Selling a player, rather than trading him straight up for other players or draft picks, allows the team to control the market for the services of athletes. Beckham's only leverage was to refuse the deal, a move he made last week when he refused a deal that would have sent him to FC Barcelona, but he did not have the ability to put his services up to the highest bidder. Obviously, playing in America is no option, as it was back in the glory days of the North American Soccer League; only a few national leagues have teams that have the wherewithal to financially compete for the top players, creating a system dominated by less than a dozen teams. Anyone who thinks that "small market" teams have it bad in baseball should take a look at the English Premier League, where every year the league title is a foregone conclusion for United or Arsenal.

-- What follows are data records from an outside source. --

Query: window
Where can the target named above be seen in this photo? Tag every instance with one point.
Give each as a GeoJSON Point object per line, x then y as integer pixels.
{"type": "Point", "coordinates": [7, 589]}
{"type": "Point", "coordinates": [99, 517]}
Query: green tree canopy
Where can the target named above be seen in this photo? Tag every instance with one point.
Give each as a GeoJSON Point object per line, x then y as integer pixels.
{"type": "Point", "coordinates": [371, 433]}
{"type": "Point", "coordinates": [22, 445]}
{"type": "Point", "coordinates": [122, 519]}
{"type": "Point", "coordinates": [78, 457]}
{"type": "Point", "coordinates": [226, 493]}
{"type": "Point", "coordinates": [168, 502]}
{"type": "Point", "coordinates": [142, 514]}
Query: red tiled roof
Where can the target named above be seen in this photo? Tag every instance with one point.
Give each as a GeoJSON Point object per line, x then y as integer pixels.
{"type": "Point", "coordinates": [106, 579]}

blogomania (bläg‘ō mān‘ēو) n a persistent compulsion to post entries in one's weblog (or "blog"), based on the irrational belief that in doing so, one is providing a benefit to the public.

June 16, 2003

United no more: our "special relationship" with Great Britain has now been rocked by our ally's unwillingness to share its secrets.

June 15, 2003

The last word on l'affaire Raines goes to Frank Rich. Remarkable how the three most significant pundits of the past thirty years were not political reporters, but instead were an ad-man turned speechwriter (Safire), a drama critic (Rich), and an economics prof (Krugman). [link via Matt Welch]

If the owner is a man of his word, today the Sherman Oaks Lounge will celebrate its last day on the planet (at least until the football season starts, when it has (hopefully) reopened at its new address) with a real wake: all beer goes for a buck. They ran out of Chimay last night, and the pool table is gone, but still...you can't beat that.

UPDATE: Not a man of his word !! The place was shut all day (and I checked, on several occasions). What I hate about it is that I knew there was a good chance he was lying to me at the time, and he knew I knew he was probably lying, but he made the above promise anyways.